It appears that the Earth may have its own personal spinning top or a fidget spinner.
A spinning disc of ice has formed in the freezing waters of the Presumpscot River in Westbrook, Maine.
The slow-spinning disc has been drawing the attention of residents and netizens alike since it has been spotted. According to
CNN, the disc is 100 yards in diameter, which is the average size of a football field. The disk also appears to be in the same spot though it reportedly changes opacity depending on the time of day and cloud coverage.
And while this is amusing people, this disc isn't a new discovery. An illustration of a revolving ice cake on the Mianus River, USA, was published in 1995 in the
Scientific American.
A 1997 paper on
'large rotating ice discs on ice-covered rivers', proposed a theory of how these disks are formed - the river creates a whirlpool effect around a chunk of ice, slowly eroding it until its edges were perfectly smooth and circular.
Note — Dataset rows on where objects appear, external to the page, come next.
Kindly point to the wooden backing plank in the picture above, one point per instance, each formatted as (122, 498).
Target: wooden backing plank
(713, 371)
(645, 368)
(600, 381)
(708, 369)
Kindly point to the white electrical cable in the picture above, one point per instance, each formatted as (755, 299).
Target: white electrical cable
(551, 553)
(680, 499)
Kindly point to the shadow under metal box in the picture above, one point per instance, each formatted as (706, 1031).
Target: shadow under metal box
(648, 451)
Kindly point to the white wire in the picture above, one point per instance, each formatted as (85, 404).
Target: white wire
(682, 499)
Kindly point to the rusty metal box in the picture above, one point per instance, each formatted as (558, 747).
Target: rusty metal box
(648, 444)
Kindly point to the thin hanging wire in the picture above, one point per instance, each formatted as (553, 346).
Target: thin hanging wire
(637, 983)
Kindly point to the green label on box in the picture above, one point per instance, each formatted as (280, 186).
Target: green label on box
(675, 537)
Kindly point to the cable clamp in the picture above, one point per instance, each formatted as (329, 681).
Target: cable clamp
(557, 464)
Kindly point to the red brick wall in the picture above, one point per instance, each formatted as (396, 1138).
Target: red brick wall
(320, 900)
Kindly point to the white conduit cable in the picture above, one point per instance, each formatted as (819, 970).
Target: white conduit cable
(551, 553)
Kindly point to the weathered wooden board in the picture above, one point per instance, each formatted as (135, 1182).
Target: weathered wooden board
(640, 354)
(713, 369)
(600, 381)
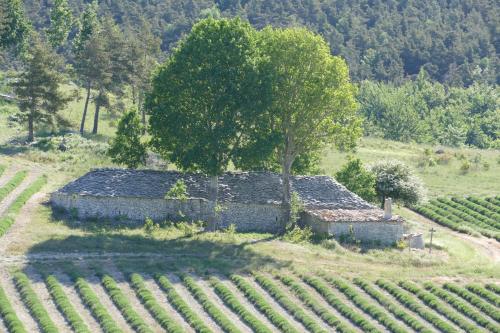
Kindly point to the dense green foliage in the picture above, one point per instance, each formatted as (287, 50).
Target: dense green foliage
(455, 41)
(34, 304)
(126, 147)
(426, 111)
(394, 179)
(357, 179)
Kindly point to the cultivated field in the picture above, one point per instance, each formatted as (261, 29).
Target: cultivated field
(466, 214)
(112, 298)
(61, 274)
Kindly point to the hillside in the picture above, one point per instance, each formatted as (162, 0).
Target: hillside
(455, 41)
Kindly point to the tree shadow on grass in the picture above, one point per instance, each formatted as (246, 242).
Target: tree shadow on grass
(201, 252)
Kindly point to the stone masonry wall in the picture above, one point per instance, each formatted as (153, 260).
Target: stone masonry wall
(386, 233)
(246, 217)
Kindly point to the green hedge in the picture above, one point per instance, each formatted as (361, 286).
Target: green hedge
(262, 305)
(9, 316)
(461, 306)
(335, 302)
(33, 303)
(314, 305)
(181, 306)
(150, 303)
(10, 215)
(392, 307)
(123, 304)
(296, 311)
(64, 305)
(217, 315)
(232, 302)
(99, 312)
(408, 300)
(434, 303)
(369, 308)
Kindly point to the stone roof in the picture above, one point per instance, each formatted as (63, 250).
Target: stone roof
(317, 192)
(348, 215)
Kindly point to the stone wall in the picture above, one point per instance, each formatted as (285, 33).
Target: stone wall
(246, 217)
(385, 232)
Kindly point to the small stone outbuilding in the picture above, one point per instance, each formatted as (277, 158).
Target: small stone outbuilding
(249, 200)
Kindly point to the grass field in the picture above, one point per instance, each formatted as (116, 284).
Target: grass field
(58, 274)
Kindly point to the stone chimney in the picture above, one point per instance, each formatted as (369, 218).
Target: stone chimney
(388, 209)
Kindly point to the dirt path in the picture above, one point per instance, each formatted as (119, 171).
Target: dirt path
(204, 285)
(15, 300)
(488, 246)
(9, 199)
(43, 294)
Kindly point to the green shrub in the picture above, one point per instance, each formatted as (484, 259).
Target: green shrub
(213, 310)
(181, 306)
(9, 316)
(178, 191)
(341, 307)
(232, 302)
(392, 307)
(298, 235)
(356, 178)
(95, 306)
(373, 311)
(322, 312)
(150, 303)
(33, 303)
(64, 305)
(123, 304)
(433, 302)
(296, 311)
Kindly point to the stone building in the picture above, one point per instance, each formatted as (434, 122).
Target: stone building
(249, 200)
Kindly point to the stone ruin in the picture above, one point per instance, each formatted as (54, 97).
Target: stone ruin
(249, 200)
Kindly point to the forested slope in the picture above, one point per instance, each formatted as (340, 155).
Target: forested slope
(455, 41)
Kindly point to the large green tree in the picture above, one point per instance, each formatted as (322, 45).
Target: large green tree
(38, 87)
(14, 26)
(312, 98)
(203, 98)
(61, 21)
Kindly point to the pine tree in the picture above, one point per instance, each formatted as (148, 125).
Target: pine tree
(37, 87)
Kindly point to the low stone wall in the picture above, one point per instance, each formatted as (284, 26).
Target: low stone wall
(385, 232)
(246, 217)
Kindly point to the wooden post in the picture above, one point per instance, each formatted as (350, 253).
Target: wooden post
(430, 246)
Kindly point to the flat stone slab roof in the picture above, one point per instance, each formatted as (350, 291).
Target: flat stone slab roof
(317, 192)
(348, 215)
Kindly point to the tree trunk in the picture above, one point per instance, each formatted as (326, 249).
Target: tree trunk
(143, 114)
(96, 115)
(31, 134)
(287, 195)
(213, 194)
(82, 124)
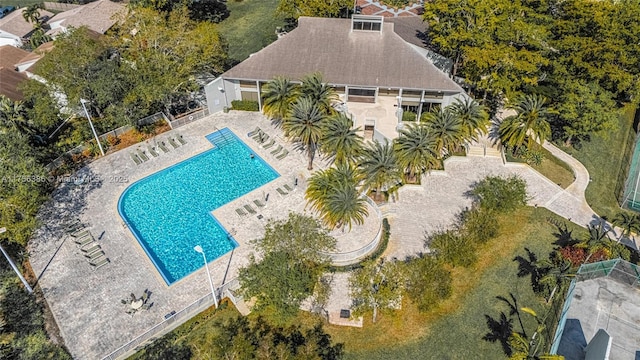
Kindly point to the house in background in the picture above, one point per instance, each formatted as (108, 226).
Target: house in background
(10, 78)
(14, 29)
(98, 16)
(376, 72)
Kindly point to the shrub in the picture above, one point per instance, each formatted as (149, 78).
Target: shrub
(245, 105)
(452, 248)
(501, 194)
(479, 224)
(427, 282)
(409, 116)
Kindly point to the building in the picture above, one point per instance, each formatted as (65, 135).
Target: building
(601, 315)
(10, 78)
(14, 29)
(98, 16)
(374, 70)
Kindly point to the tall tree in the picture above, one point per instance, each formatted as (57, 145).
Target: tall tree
(376, 286)
(473, 117)
(446, 129)
(305, 125)
(379, 168)
(277, 97)
(323, 95)
(315, 8)
(340, 141)
(417, 150)
(292, 261)
(528, 126)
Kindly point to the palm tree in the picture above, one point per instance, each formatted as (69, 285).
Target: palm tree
(416, 149)
(533, 268)
(529, 124)
(320, 92)
(277, 97)
(32, 14)
(13, 116)
(379, 168)
(628, 222)
(447, 130)
(305, 125)
(557, 276)
(340, 142)
(473, 117)
(334, 194)
(344, 205)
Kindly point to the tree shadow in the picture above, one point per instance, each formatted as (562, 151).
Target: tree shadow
(573, 342)
(500, 330)
(67, 202)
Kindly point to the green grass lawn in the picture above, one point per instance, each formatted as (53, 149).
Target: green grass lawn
(551, 167)
(603, 157)
(454, 329)
(250, 26)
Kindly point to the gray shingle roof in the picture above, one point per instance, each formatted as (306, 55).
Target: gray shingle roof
(344, 57)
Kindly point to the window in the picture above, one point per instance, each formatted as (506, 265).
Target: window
(362, 95)
(366, 23)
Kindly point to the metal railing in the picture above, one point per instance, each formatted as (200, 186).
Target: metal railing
(170, 322)
(352, 257)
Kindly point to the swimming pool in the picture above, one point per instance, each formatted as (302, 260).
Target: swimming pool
(169, 212)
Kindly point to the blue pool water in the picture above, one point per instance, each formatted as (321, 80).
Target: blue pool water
(169, 212)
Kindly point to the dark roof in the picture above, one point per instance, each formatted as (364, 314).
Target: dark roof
(9, 80)
(10, 56)
(363, 58)
(410, 28)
This theory was revamped in 2016, when scientists published a paper in journal
Physical Review E, where they added that river currents could be a factor for creating these disks initially.
It further added that it was temperature changes in the water what kept these disks spinning. As the ice melts and sinks, it creates a vortex under the disk as cold water from the melted ice moves in a downward direction pushing warm water to the top, hence, making the disk 'rotate.'
The faster the ice melts owing to the formation of warm water, the faster the disk rotates, the scientists claimed.
Take a look at the massive spinning disc:
The reason this disc rotates may not be a confirmed reason yet, and only a theory, but it certainly has people amused.